Beaucoup pensent que quand une télé verse dans les manipulations politiques les plus sordides, porte atteinte à la dignité des familles, sème le trouble par ses mensonges et ses accointances tendancieuses, alimente en permanence les foyers de discorde,
aggrave les tensions sociales et sécuritaires, plus aucune circonstance atténuante n’est permise.
Or, paradoxalement, c’est précisément ce tableau des extrêmes qui s’offre à nous avec, d’un côté, certaines télés dites de gros calibre qui narguent l’autorité dans toute son expression, et, de l’autre, un organe officiel réduit au formalisme de la tergiversation devant des déviations flagrantes qui incitent à la fermeté et à l’intransigeance de la loi. Le dernier communiqué de l’ARAV mettant les chaînes indociles
au pied du mur est encore la preuve de l’impuissance de celle-ci à dépasser
le stade du constat pour donner un sens plus rigoureux à sa responsabilité.
A vrai dire, si la loi était appliquée dans toute sa rigueur et sans préjugés ni a priori sélectif, les écrans ciblés aujourd’hui pour dépassements et fautes professionnelles graves auraient depuis longtemps mis la clé sous le paillasson. Pourquoi ont-elles donc échappé à chaque fois aux sanctions extrêmes qui s’imposaient vis-à-vis de la loi alors que ces mêmes sanctions n’ont pas été totalement ignorées pour d’autres, plus vulnérables parce que pas protégées ? En fait, toute la question est là : si l’ARAV fait du simple chahut devant les télés privées insoumises, c’est qu’elle a ses raisons, dont la principale étant de ne jamais se mettre à dos leurs influents sponsors tapis dans les travées du Pouvoir.

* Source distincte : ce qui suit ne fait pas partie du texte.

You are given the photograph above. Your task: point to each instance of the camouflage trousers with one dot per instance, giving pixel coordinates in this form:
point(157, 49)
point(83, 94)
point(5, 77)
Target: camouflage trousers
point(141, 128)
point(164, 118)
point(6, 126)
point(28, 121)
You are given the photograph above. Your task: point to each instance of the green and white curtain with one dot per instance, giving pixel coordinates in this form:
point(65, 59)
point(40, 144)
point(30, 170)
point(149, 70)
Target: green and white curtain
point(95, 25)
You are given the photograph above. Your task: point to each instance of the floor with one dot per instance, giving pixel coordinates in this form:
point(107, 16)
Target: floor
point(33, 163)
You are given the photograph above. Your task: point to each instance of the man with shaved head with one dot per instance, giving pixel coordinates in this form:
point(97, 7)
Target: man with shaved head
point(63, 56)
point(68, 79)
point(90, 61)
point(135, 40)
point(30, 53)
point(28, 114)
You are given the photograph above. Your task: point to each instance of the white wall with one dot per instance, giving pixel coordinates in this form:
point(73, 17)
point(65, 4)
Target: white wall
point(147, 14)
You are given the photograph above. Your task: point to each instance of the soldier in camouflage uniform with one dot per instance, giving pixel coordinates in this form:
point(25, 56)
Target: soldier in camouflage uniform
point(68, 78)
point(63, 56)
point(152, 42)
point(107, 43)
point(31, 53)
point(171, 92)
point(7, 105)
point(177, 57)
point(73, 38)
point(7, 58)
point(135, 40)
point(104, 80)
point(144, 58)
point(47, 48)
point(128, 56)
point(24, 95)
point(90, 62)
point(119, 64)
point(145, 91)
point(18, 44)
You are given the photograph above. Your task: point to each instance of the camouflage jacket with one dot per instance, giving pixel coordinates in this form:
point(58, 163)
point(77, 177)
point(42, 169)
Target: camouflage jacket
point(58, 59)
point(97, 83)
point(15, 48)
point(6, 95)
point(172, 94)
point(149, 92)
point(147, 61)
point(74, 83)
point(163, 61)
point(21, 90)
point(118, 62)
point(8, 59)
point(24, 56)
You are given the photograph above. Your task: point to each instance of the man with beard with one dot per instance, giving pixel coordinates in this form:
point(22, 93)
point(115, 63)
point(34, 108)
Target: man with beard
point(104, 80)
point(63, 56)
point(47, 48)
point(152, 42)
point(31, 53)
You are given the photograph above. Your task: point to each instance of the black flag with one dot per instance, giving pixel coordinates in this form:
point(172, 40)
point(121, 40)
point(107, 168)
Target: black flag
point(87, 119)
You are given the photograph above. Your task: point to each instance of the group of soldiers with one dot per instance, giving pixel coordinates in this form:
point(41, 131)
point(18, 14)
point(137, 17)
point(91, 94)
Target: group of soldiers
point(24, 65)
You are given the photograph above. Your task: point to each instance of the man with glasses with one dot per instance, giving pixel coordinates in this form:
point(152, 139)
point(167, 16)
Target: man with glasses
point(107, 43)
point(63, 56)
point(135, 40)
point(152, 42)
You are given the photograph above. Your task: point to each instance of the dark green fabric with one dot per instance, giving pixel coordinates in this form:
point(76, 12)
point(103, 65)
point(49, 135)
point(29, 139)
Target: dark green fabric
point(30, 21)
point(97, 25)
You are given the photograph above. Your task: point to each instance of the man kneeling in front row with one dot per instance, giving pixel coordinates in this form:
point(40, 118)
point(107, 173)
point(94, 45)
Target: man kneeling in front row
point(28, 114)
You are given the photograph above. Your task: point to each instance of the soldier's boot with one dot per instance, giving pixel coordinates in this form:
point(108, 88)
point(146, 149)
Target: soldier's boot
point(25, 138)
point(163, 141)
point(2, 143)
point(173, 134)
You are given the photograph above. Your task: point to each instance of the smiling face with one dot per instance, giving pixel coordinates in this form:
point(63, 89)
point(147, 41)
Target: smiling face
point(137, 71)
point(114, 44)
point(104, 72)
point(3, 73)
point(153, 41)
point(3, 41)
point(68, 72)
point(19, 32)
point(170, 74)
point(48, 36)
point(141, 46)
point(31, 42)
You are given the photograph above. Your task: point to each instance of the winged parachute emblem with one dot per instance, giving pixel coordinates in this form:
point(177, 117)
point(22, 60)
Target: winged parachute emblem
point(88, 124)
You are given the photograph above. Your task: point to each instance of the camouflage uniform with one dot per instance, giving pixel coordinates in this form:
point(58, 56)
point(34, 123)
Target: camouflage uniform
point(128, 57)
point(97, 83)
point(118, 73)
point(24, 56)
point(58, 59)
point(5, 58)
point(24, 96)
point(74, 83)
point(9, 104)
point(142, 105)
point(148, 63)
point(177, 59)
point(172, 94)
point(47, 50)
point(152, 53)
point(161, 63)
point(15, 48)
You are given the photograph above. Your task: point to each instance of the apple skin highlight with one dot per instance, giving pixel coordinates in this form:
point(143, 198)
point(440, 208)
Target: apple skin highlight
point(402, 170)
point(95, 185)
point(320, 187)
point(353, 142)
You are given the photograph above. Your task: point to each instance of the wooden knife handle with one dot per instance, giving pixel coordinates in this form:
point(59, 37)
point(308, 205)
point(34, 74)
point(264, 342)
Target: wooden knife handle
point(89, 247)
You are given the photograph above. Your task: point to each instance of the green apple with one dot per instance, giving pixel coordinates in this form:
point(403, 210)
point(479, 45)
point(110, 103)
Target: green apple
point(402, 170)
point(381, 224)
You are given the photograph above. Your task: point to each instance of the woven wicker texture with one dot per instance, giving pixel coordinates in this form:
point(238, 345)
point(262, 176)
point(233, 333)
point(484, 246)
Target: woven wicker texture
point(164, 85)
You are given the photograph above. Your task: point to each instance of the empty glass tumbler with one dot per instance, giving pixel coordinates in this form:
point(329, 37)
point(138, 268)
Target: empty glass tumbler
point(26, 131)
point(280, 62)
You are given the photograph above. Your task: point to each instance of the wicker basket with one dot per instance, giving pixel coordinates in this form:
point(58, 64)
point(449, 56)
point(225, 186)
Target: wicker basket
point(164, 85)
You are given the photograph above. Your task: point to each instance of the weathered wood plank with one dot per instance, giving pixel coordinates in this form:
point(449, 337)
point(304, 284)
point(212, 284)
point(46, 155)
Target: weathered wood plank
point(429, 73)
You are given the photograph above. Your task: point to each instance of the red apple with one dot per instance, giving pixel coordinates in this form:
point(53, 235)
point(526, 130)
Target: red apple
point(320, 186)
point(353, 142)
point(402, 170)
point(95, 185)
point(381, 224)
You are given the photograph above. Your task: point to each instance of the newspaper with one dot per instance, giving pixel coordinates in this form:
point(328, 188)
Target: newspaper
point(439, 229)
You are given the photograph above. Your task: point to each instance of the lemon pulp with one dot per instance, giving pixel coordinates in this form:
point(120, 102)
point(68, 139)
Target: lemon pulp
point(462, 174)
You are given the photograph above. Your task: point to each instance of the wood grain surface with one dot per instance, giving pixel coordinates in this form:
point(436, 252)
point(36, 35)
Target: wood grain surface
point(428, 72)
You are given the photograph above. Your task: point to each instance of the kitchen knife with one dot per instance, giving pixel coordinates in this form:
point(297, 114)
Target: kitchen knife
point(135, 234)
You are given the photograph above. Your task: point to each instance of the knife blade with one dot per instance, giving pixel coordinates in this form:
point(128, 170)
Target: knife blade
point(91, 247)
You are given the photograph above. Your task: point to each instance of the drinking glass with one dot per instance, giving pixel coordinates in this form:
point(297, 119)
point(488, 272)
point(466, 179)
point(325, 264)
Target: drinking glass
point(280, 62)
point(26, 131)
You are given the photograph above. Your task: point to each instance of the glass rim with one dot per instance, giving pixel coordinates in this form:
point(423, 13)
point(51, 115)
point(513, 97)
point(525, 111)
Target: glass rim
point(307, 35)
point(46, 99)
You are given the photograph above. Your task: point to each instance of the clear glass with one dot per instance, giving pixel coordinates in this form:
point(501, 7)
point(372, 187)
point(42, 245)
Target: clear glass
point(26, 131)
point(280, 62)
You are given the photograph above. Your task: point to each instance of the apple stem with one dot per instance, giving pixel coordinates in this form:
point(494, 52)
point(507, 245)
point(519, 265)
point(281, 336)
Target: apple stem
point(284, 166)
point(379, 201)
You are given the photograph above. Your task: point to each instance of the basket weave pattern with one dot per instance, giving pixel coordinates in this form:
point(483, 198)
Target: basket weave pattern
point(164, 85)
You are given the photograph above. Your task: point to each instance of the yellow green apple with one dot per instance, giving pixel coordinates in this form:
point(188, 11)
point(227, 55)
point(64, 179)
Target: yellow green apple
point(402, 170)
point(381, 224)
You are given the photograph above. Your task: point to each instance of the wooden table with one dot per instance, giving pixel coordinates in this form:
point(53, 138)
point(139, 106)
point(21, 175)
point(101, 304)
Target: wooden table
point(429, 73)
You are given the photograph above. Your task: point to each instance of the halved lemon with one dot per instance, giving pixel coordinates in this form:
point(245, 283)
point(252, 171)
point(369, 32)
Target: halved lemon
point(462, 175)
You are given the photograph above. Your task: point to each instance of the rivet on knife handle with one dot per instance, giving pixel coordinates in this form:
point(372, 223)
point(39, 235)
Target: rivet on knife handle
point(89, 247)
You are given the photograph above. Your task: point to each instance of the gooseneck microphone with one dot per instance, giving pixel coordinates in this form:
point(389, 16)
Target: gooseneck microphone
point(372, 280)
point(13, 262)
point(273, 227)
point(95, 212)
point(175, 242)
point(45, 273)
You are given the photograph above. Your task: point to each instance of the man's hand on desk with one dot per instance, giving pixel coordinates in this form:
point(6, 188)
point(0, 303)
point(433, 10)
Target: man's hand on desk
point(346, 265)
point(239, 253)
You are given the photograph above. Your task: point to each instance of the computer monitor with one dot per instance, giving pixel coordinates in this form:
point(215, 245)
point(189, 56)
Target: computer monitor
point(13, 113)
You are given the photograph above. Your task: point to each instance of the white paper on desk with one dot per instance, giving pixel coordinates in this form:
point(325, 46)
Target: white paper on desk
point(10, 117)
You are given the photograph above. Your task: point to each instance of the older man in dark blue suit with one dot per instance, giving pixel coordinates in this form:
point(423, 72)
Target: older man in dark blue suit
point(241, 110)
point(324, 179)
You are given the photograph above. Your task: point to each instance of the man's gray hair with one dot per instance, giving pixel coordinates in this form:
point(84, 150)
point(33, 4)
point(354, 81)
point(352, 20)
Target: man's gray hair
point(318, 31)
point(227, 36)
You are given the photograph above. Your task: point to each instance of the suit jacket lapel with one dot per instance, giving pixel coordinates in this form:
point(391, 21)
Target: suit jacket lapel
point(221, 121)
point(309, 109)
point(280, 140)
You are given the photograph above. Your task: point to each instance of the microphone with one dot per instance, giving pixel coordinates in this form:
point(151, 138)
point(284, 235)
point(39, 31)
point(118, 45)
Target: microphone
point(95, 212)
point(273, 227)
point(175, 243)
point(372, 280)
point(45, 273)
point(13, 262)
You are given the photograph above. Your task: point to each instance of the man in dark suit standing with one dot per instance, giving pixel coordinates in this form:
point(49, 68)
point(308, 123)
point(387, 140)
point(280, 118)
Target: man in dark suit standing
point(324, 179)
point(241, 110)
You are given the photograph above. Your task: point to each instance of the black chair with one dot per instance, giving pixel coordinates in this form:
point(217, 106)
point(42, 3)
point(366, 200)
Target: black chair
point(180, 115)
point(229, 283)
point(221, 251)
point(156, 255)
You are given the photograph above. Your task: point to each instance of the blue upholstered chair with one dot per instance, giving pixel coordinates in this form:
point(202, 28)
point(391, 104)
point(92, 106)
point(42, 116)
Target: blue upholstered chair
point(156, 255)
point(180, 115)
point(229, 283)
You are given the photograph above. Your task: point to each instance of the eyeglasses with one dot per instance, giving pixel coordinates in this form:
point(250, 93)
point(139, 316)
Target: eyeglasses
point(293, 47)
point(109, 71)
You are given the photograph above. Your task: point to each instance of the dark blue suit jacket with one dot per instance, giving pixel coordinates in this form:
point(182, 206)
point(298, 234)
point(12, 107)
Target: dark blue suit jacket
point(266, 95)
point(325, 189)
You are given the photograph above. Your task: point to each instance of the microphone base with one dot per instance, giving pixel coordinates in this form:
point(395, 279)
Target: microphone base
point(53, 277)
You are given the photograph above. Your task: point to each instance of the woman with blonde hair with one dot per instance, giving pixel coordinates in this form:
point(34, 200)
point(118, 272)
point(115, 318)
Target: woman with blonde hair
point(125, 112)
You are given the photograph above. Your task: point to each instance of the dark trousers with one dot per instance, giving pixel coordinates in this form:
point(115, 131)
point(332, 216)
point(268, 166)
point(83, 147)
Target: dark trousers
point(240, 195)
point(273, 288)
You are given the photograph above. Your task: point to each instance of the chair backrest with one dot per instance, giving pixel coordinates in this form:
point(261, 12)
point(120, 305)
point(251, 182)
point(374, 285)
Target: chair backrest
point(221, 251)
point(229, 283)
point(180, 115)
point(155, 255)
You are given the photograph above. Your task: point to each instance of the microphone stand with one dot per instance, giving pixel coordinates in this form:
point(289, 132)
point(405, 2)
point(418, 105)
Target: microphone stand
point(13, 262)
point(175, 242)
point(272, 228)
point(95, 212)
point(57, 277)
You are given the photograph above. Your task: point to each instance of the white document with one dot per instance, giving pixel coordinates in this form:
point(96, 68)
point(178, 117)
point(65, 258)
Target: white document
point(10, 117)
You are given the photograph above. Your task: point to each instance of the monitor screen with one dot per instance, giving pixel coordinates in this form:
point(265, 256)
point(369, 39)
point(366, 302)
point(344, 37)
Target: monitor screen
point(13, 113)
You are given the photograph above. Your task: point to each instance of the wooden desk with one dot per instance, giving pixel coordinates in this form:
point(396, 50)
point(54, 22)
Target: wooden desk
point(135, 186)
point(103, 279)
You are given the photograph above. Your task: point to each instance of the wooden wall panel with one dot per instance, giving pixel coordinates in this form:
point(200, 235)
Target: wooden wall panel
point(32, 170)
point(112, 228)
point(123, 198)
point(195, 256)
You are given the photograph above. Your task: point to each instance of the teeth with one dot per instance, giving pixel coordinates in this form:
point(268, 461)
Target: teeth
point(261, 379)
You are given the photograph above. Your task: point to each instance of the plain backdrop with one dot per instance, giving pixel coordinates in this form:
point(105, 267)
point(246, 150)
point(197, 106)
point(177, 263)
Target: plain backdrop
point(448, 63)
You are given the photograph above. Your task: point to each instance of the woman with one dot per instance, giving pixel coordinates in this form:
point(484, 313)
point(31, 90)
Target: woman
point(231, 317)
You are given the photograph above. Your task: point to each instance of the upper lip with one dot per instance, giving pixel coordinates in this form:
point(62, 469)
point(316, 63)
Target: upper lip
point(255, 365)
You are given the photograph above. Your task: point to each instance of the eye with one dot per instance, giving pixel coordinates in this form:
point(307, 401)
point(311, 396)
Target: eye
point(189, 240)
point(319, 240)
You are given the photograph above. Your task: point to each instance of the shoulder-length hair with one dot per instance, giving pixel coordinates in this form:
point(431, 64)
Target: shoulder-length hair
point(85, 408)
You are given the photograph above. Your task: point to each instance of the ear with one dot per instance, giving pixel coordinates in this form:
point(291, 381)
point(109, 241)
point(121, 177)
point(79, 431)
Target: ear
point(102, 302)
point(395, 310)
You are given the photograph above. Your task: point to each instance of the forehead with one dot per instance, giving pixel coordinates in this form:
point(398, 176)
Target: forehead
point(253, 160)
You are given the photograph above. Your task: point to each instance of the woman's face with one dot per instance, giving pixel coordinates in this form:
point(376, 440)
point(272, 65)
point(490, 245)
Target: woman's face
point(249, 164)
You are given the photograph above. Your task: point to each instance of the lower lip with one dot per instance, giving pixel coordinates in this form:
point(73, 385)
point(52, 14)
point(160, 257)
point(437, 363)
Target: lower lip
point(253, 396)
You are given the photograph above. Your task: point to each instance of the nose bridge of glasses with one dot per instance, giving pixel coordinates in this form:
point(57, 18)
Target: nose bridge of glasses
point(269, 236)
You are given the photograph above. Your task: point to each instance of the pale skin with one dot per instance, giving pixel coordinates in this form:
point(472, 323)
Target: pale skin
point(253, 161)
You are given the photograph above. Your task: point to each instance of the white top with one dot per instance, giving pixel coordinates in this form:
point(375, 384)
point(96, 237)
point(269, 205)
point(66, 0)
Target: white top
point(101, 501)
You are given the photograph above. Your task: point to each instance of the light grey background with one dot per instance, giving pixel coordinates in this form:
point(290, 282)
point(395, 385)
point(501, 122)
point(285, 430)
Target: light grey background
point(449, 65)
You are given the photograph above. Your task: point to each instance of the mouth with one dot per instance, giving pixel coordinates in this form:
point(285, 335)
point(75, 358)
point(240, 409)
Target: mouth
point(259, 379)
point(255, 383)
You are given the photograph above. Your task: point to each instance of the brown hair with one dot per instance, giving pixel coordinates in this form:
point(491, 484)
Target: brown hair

Les connivences entre les hautes instances du sérail et ces chaînes n’étant plus à démontrer, il va sans dire qu’une telle proximité n’arrange pas les affaires du premier responsable de l’Autorité de régulation qui doit à chaque fois trouver une foultitude d’arrangements pour maintenir l’équilibre de l’allégeance, quitte à perdre la face et à décrédibiliser la tutelle qu’il représente. En vérité, le patron de l’ARAV ne perd pas de vue que le Pouvoir a besoin de ces télés pour sa propre propagande. Face à la déconsidération de la télévision publique, il trouve en ces chaînes privées qui se mettent à
son service le canal idéal pour faire passer officieusement ses messages.
De plus, ces chaînes par la liberté de ton qui leur est accordée se mobilisent corps et âme pour défendre ses points de vue, ses décisions, et apporter la contradiction à ses détracteurs. En somme, des écrans qui font la sale besogne à la place des hommes du Pouvoir et qui bénéficient en retour de l’assurance d’outrepasser sans risques d’être inquiétées les contingences éthiques et de recevoir une manne publicitaire
confortable qui leur permet de prospérer dans un milieu
où l’essentiel n’est pas garanti, à savoir la possession d’un statut de droit algérien.
Au même titre que le ministère de la communication qui patauge dans ce paysage médiatique où tout est à refaire, l’ARAV prend de plus en plus conscience que c’est elle qui constitue le dindon de la farce sur le dos duquel sont instrumentalisées les pires combines.
A moins d’un sursaut de vanité de sa part pour prouver qu’elle vaut plus qu’une formalité politique,
ce qui par les temps qui courent paraît peu probable.